La banque slovaque Poštová Banka a de son côté acheté de la dette grecque après que la valeur des obligations grecques a été abaissée. Même si une proposition généreuse d’une restructuration de la dette souveraine lui a été faite, la banque poursuit la République hellénique en vue d’obtenir un accord plus avantageux par l’intermédiaire d’un accord d’investissement bilatéral entre les deux pays.

En Espagne, le rapport indique que le coût des litiges portés par les investisseurs privés s’élève à plus de 700 millions d’euros. Une somme qui, outre des frais juridiques, devra être financée par les deniers publics.

Les détracteurs du Partenariat de commerce et d’investissement entre l’UE et les Etats-Unis (PTCI) craignent même que les sommes investies dans ces affaires puissent passer inaperçues en raison du principe énoncé par les clauses « de traitement juste et équitable » comprises au sein du partenariat transatlantique.
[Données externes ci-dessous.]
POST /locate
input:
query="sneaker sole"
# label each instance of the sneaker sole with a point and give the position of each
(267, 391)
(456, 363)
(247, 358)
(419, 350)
Les investisseurs pourraient ainsi lancer des poursuites contre les États membres pour violation présumée de leurs « attentes légitimes » quant à la rentabilité de leurs investissements.

« Politiquement insensé »

« Les fonds spéculatifs utilisent déjà les accords d’investissement pour faire main basse sur les trésoreries exsangues des pays européens en crise, » explique Pia Eberhardt, militante de l’Observatoire de l’Europe industrielle. « Il serait politiquement insensé de donner à des entreprises multinationales les mêmes droits à travers un accord UE-USA qui se veut encore plus ambitieux », ajoute-t-elle.

Selon le rapport, 75 000 entreprises avec des filiales dans l’UE et aux États-Unis pourraient lancer des poursuites grâce aux dispositions contenues dans la proposition d’accord relatif au PTCI.

« Le risque est encore plus prégnant étant donné que les entreprises européennes et américaines savent très bien comment le système fonctionne, puisqu’elles sont à l’origine de la majorité (64 %) des litiges entre investisseurs et État au niveau mondial, » poursuit le document. « Les entreprises américaines, bien connues pour être procédurières, pourraient sortir la lame du fourreau pour combattre des réglementations qui ne leur plaisent pas de part et d’autre de l’Atlantique. »

Plus de la moitié des investissements directs étrangers au sein de l’UE serait concernée par le PTCI, d’après l’étude, dont une grande partie provient des sociétés cotées à la Bourse de Wall Street.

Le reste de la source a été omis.